Andrew Barnert abarnert at yahoo.com
Sun May 17 23:35:01 CEST 2015


On May 17, 2015, at 11:07, Charles Hixson <charleshixsn at earthlink.net> wrote:
> 
> I'm envisioning "unless" as a synonym for "if not(...):"  currently I use
> 
> if .... :
>    pass
> else:
>  ...
> 
> which works.
> 
> N.B.:  This isn't extremely important as there are already two ways to accomplish the same purpose, but it would be useful, seems easy to implement, and is already used by many other languages.  The advantage is that when the condition is long it simplifies understanding.

But if you just use not instead of else, it simplifies understanding just as much--and without making the language larger (which makes it harder to learn/remember when switching languages, makes the parser bigger, etc.):

    if not ...:
        ...

It seems like every year someone proposes either "unless" or "until" or the whole suite of Perl variants (inherently-negated keywords, postfix, do...while-type syntax), but nobody ever asks for anything clever.
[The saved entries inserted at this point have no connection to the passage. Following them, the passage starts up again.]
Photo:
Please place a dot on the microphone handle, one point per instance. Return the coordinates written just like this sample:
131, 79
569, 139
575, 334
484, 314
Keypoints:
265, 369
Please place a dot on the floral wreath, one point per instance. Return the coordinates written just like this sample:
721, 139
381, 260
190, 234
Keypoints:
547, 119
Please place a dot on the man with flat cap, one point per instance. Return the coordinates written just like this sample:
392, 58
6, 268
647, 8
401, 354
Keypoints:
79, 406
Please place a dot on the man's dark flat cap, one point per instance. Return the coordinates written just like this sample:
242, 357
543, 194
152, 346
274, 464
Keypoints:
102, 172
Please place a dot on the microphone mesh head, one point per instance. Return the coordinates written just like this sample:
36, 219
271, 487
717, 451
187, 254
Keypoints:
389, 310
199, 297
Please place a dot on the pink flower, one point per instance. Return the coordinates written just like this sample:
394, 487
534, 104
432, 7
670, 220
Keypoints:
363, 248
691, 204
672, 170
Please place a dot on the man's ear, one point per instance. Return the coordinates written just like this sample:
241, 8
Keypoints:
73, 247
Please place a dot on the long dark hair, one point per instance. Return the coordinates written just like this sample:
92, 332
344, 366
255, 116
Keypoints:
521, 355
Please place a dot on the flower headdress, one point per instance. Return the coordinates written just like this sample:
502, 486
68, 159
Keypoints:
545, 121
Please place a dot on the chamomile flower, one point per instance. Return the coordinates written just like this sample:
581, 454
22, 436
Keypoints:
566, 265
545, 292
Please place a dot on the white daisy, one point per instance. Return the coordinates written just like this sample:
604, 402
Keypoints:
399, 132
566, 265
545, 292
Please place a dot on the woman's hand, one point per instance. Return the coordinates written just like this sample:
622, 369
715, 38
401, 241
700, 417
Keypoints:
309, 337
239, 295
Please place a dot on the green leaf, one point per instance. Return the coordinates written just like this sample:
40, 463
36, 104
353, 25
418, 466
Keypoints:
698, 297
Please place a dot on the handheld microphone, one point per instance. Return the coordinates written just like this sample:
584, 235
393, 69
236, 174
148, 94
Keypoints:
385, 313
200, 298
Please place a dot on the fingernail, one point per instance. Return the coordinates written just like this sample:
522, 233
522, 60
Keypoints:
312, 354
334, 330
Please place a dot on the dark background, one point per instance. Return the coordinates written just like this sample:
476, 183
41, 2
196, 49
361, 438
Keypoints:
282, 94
Think of what you could do with a "lest" statement, which will speculatively execute the body and then test the condition before deciding whether to actually have executed the body. Or a "without" that closes a context before the body instead of after. Or a "butfor" that iterates over every extant object that isn't contained in the Iterable. Or a "because" that raises instead of skipping the body if the condition isn't truthy. Or a "before" that remembers the body for later and executes it a synchronously when the condition becomes true.